Свинтил пробку с горлышка бутылки, вопросительно глянул на гостя. Тот немного подумал, и кивнул.

- Можно и без нее! Но раз открыл, насыпай, помалу! Не пропадать же добру.

Мужики выпили, потянулись за закуской. Хозяин отломил от куска хлеба половину, утопил её в горячей сковородке. Прищурился, смачно зажевал, кивая другу, давай, мол, не стесняйся. Следуй примеру.

Роман Петрович взял вилочку, деликатно нацепил обжаренное крылышко, понюхал, сладко зажмурился. Даже завертел головой от удовольствия.

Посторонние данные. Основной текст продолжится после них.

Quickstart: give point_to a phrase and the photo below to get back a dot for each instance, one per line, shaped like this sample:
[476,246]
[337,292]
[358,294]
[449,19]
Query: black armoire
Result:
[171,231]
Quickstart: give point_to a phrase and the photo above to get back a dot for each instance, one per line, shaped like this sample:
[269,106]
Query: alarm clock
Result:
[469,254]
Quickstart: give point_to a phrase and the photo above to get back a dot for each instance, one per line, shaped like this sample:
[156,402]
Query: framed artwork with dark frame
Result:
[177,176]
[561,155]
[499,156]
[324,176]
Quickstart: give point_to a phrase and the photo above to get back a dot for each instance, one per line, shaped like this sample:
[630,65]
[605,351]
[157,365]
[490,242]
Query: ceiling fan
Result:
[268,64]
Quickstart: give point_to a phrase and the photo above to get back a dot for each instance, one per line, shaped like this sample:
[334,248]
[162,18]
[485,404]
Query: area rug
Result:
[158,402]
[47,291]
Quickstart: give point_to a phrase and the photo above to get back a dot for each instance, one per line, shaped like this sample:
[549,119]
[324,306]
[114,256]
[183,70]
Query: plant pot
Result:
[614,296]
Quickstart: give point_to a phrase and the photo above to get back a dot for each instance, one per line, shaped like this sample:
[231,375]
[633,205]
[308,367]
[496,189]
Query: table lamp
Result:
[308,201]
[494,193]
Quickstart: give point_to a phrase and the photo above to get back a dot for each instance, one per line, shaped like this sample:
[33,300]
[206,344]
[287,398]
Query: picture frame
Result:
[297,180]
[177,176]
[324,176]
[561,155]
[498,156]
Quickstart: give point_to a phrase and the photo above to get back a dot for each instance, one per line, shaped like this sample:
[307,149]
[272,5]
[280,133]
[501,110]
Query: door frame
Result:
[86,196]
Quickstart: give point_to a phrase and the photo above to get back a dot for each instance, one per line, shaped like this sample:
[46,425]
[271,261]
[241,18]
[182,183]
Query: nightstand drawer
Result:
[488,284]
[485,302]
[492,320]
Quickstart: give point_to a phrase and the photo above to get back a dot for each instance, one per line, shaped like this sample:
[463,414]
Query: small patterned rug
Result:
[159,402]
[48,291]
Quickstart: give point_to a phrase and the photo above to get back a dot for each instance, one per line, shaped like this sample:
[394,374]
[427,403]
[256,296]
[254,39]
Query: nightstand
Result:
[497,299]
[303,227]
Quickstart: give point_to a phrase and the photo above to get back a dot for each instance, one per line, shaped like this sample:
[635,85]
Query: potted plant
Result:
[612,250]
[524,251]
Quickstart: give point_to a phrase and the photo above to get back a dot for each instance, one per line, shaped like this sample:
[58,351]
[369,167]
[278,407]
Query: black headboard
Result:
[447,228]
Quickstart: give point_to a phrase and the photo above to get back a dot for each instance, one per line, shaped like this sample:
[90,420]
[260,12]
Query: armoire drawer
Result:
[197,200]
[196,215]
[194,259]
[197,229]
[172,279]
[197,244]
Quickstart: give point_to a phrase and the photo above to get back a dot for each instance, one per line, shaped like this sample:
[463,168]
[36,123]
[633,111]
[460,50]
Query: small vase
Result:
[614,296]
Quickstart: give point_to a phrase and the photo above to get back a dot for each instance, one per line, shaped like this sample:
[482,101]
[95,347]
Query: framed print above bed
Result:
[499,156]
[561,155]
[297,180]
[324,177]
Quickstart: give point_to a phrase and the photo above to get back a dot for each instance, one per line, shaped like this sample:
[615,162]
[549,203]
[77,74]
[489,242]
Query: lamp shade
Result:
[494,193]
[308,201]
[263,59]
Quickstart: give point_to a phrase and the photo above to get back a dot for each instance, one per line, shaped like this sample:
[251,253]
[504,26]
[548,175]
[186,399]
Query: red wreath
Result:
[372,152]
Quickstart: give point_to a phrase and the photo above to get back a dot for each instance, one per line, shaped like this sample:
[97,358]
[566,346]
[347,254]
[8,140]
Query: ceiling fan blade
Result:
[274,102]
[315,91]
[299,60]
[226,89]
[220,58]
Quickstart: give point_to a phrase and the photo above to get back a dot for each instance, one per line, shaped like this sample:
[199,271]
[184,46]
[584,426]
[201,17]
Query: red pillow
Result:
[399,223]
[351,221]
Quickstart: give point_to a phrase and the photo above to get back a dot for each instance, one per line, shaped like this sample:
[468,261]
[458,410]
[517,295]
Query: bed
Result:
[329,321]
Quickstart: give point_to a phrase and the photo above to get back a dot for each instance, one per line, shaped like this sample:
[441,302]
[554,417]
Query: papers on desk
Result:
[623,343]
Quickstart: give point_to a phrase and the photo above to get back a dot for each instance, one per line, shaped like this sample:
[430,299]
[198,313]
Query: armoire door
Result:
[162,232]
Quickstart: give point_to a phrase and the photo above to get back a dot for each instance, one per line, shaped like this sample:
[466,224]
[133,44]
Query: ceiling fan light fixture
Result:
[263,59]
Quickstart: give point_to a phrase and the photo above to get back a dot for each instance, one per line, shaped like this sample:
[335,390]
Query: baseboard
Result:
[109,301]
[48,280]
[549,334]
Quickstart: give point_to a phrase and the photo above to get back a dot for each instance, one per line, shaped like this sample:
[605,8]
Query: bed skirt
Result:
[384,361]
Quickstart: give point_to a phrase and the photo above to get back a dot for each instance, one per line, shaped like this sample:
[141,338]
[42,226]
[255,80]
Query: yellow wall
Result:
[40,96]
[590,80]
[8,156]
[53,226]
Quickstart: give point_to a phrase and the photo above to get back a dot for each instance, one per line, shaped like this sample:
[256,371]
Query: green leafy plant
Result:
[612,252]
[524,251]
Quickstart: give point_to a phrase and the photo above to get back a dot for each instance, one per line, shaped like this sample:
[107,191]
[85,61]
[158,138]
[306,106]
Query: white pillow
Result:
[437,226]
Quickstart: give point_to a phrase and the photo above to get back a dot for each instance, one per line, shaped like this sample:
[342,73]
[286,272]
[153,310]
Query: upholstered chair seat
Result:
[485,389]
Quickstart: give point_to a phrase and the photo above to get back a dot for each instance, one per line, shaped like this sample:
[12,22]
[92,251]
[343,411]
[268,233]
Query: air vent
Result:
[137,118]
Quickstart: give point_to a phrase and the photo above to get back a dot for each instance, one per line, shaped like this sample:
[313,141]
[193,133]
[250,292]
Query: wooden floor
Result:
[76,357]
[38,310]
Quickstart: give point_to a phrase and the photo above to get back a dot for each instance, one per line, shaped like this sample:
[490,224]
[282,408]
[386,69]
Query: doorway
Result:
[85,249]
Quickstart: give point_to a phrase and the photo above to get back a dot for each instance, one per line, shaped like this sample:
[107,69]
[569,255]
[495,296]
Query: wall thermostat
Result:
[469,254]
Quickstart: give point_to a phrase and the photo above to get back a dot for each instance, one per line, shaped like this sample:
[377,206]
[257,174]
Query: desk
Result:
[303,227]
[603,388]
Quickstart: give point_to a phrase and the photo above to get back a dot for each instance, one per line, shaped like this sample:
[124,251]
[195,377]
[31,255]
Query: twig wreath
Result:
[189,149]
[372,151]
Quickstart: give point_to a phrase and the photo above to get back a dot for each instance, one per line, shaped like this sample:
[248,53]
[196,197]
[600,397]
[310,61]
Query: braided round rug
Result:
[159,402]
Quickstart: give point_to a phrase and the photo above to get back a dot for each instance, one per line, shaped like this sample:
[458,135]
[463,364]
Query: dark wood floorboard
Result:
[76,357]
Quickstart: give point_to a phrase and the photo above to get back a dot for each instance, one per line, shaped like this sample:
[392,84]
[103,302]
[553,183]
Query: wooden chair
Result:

- Да ты, Ромка, не церемонься! Бери как тебе удобнее! Ножку бери! Видишь, так и смотрит, на тебя! Крылышки – это женщинам, а нам, мужикам, мясо надо! – подначил его хозяин, и, снова подавая пример высмотрел кусочек, взял его за косточку, захрустел, зачмокал. Рядом присела хозяйка, тоже, выбрала себе что глянулось. Кушала вкусно, подставляла под капли жира хлеб. На гостя глядела хорошо, любовно…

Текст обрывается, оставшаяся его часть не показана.